High zinc concentrations in culture media affect copper uptake and transport in differentiated human colon adenocarcinoma cells.

Previous studies suggest that high dietary zinc reduces the copper status of animals by reducing copper transport across the intestinal mucosa. The present study used an enterocyte mimic, the Caco-2 cell, grown on porus membranes as a model to assess the effects of various concentrations of zinc (6 to 200 micromol/L) in the culture and assay media on 67Cu uptake and transport.

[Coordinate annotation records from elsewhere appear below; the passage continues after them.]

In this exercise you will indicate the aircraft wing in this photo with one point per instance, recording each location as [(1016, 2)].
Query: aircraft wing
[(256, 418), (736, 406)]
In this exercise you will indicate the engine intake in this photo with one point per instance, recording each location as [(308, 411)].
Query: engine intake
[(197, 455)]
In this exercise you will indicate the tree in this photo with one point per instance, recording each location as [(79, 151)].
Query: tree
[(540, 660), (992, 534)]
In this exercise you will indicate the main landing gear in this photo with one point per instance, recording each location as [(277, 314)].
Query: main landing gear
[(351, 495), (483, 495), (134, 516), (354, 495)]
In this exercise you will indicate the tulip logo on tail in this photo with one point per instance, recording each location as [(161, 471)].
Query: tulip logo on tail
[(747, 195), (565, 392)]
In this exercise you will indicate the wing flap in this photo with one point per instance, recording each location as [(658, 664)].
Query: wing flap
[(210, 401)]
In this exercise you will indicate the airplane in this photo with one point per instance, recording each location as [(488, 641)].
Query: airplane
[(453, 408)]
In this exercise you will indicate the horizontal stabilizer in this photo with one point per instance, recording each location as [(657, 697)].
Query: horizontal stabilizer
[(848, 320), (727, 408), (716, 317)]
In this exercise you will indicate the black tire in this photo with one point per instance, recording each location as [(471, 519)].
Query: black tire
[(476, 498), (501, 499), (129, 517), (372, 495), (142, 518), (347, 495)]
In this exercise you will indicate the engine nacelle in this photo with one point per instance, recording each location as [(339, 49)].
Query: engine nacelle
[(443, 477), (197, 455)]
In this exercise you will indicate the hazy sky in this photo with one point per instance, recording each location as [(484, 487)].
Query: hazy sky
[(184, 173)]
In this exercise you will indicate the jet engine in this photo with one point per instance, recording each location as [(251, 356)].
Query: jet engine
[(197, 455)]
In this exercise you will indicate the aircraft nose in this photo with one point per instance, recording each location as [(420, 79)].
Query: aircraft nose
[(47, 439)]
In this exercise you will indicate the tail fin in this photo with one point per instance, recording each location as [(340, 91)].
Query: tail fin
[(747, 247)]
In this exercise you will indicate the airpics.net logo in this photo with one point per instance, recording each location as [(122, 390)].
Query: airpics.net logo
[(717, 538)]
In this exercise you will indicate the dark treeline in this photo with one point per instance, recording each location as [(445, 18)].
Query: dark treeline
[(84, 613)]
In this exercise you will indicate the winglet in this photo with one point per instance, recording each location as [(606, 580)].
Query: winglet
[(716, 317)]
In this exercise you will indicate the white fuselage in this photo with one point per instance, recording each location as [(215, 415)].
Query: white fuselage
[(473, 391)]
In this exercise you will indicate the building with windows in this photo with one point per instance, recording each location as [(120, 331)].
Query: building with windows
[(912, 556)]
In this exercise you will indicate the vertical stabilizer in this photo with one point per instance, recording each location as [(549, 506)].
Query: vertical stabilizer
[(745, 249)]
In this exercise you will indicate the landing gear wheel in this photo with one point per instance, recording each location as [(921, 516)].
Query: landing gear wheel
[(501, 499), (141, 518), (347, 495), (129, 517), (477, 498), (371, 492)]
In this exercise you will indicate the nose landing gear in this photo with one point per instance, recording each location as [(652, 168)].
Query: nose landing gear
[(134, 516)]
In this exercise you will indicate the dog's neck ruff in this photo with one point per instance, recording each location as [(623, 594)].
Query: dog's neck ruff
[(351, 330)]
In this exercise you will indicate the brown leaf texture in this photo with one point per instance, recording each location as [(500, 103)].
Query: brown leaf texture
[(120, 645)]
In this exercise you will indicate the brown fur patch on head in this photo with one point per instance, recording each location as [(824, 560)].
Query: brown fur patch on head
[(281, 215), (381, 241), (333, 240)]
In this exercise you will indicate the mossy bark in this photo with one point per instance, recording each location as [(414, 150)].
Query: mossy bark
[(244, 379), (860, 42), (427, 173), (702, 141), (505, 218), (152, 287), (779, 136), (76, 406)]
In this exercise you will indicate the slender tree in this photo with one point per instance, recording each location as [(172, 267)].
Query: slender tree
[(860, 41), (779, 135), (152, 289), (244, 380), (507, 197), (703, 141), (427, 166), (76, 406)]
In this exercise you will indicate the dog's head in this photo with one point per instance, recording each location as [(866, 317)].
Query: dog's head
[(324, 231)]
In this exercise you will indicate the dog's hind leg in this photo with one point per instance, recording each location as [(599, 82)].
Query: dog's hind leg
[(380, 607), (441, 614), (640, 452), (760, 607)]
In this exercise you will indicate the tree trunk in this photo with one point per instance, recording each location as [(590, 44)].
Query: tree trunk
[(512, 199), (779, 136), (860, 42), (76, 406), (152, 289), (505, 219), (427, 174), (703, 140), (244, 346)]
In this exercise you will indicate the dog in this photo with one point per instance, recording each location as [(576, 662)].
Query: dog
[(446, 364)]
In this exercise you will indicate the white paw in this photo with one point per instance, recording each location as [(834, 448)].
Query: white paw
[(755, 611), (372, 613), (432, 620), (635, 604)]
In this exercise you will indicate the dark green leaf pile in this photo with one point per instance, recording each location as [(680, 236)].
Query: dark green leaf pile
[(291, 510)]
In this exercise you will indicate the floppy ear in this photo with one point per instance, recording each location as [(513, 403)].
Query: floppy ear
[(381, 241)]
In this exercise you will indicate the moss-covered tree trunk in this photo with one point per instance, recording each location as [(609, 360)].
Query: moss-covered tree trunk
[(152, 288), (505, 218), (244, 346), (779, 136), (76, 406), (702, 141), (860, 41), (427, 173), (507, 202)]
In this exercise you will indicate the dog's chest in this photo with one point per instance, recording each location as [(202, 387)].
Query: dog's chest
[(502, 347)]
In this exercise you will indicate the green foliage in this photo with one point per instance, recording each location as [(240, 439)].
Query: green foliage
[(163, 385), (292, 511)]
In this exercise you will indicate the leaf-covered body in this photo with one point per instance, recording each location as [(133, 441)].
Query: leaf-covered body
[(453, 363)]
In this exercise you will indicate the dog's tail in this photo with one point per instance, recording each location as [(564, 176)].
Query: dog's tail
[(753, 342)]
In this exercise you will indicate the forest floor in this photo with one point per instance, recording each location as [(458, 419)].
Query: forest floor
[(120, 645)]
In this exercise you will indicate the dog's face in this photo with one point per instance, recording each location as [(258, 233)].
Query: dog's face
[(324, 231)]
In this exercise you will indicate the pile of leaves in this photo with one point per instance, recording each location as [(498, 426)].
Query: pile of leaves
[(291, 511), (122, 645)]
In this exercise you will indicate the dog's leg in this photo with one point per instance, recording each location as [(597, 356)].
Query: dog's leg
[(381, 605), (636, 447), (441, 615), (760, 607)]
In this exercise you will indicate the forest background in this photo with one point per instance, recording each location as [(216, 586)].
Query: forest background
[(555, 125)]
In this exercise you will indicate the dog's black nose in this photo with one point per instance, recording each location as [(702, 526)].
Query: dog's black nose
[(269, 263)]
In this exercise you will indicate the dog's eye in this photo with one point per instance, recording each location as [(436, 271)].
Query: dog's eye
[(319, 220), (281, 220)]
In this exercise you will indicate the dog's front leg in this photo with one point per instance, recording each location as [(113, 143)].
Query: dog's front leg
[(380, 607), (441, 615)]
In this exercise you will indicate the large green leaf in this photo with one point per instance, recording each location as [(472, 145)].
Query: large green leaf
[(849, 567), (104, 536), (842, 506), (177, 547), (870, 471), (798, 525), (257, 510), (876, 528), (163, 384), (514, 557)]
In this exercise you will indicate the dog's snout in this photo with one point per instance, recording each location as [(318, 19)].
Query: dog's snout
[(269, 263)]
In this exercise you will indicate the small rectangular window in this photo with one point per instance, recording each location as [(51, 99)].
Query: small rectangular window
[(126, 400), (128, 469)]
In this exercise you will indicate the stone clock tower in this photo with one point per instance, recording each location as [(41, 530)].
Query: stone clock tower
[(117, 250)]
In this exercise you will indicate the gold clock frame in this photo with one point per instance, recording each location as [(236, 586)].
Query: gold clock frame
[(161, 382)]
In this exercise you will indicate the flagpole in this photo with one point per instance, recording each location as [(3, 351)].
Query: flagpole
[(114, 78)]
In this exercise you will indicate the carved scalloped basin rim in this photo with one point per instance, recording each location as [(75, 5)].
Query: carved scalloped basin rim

Differentiated cells incubated for 7 d in a culture medium containing 50 micromol zinc + 0.7 micromol copper/L transported significantly less 67Cu across the monolayer than similar cells exposed to 6 micromol zinc/L. However, cells exposed to 200 micromol zinc/L for the same period transported significantly more 67Cu than those exposed to 6 micromol zinc/L. Cells exposed for only 1 h to 200 micromol zinc/L in the uptake-transport medium alone did not show lower 67Cu uptake or transport, suggesting that time of exposure of the cells to high zinc was a contributing factor. Caco-2 cells exposed to 50 through 200 micromol zinc/L had higher cellular metallothionein (MT) than those exposed to 6 micromol zinc/L. As the amount of MT in cells increased upon exposure to 50 and 100 micromol zinc/L, the rate of 67Cu transport decreased. At higher zinc concentrations in the medium, there was even more MT in the cells, but a greater rate Of 67Cu transport. These studies demonstrate the use of the Caco-2 cell as a model for copper uptake-transport studies, but the conditions must be rigorously defined and controlled.